Optimizing Database Writes for BMP Entity Beans

Two database write optimizations can be performed with BMP entity beans:

Avoiding database writes in read-only transactions
Using tuned writes to store only modified data in the bean

Read-only transactions are common in real-world e-commerce applications because entity bean data is often used to populate Web pages. Tuned writes are used to write only modified fields, instead of every field in the entity bean. Both optimizations are implemented using the same technique and are generally combined.

The entity bean keeps a bitmask with one bit per BMP field. The bit mask is cleared in the ejbLoad callback. As with EJB 2.0 CMP beans, the bean should access its fields through get and set methods, which simplifies porting EJBs to CMP. With BMP beans, the bean writer implements the get and set methods. The get method simply returns the associated field. The set method sets the bitmask field associated with the EJB field and then assigns the value. The ejbStore implementation first checks the bit mask. If the bit mask is all zeros, ejbStore returns immediately without writing to the database. The ejbStore method can also perform tuned writes because the bit mask shows which fields were modified in the transaction.

A common error when implementing this pattern is to clear the associated bit in the get method. This implementation does not work well because the value can be read again after it has been written. If the bean writer clears the mask in the get method, the previous database writes are lost.

Consider Using Tuned Updates for CMP 1.1 Beans

EJB CMP 2.0 automatically supports tuned updates because the container receives get and set callbacks when container-managed EJBs are read or written. WebLogic Server now supports tuned updates for EJB 1.1 CMP to improve performance. When ejbStore is called, the EJB container automatically determines which container-managed fields have been modified in the transaction. Only modified fields are written back to the database. If no fields are modified, no database updates occur.

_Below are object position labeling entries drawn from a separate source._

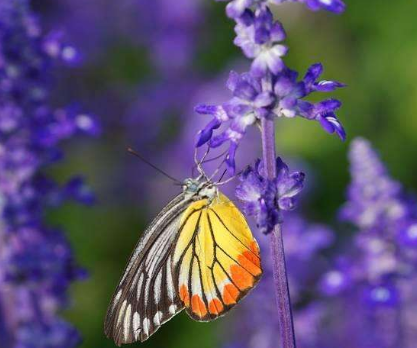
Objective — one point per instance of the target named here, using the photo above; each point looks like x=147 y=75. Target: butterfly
x=198 y=254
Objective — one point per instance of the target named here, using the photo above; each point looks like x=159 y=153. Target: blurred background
x=146 y=64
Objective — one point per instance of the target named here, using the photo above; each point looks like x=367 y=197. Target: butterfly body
x=197 y=254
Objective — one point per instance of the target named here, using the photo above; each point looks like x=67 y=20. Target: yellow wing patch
x=216 y=258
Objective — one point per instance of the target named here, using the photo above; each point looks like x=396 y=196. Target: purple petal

With previous versions of WebLogic Server, you could write an isModified method that notified the container when the EJB 1.1 CMP bean had been modified. The isModified method is still supported in WebLogic Server, but we recommend that you no longer use isModified methods; instead, you should allow the container to determine the update fields.

This feature is enabled for EJB 2.0 CMP, by default. To enable tuned EJB 1.1 CMP updates, make sure you set the following deployment descriptor element in the weblogic-cmp-rdbms-jar.xml file to true:

 <enable-tuned-updates>true</enable-tuned-updates>

You can disable tuned CMP updates by setting this deployment descriptor element as follows:

 <enable-tuned-updates>false</enable-tuned-updates>

In this case, ejbStore always writes all fields to the database.

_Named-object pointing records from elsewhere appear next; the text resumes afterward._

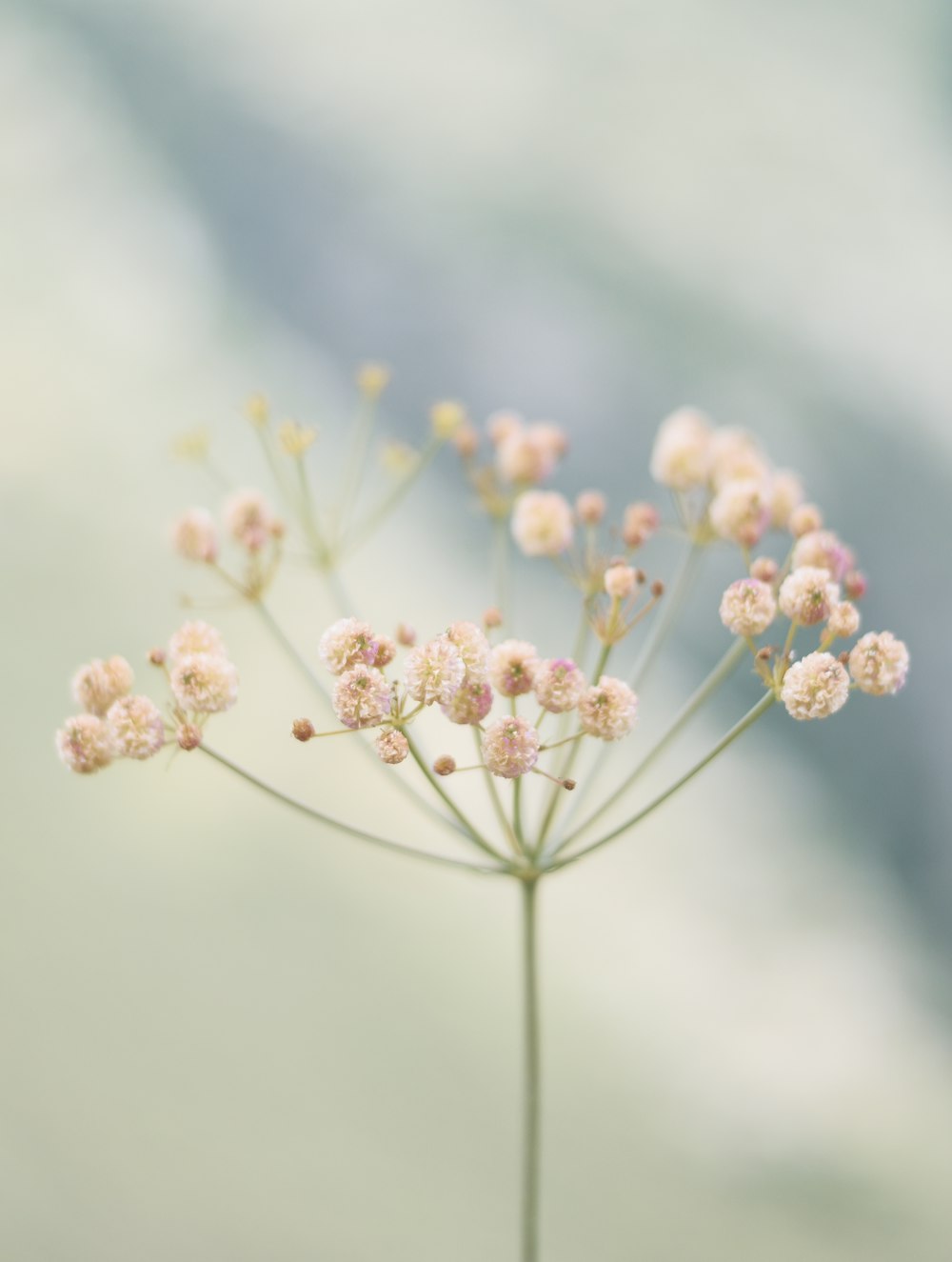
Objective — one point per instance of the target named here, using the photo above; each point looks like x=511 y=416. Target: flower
x=681 y=457
x=748 y=607
x=807 y=596
x=434 y=671
x=512 y=667
x=206 y=683
x=879 y=664
x=197 y=637
x=362 y=697
x=195 y=535
x=85 y=744
x=136 y=727
x=559 y=684
x=742 y=511
x=608 y=710
x=98 y=684
x=509 y=748
x=543 y=524
x=392 y=746
x=816 y=687
x=346 y=643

Consider Using Read-Only/Read-Mostly Entity Beans

Read-only entity beans are very powerful and effective in the following environments:

Database reads dominate, but there are very few database updates.
Your application can tolerate slightly stale data.

WebLogic Server's EJB container provides a ReadOnly concurrency strategy for read-only type entity beans to provide improved performance for read- intensive applications. By specifying the ReadOnly value for the <concurrent-strategy> tag in the weblogic-ejb-jar.xml deployment descriptor, the EJB deployer can specify a timeout value ( <read-timeout>) for the entity bean's cached state, allowing the cache to be refreshed after the timeout is expired .

Note

Previously, read-only entity beans used an exclusive locking strategy to keep the distributed cache coherent .

Like any other entity bean, the bean state is refreshed with the ejbLoad method call. When a method call is made on a read-only entity bean, the EJB container checks whether the associated data is older than its timeout value. If the timeout period has elapsed, ejbLoad is called and the bean state is refreshed. Because read-only entity beans do not have database updates, ejbStore will never be called. Also, read-only entity beans never participate in transactions.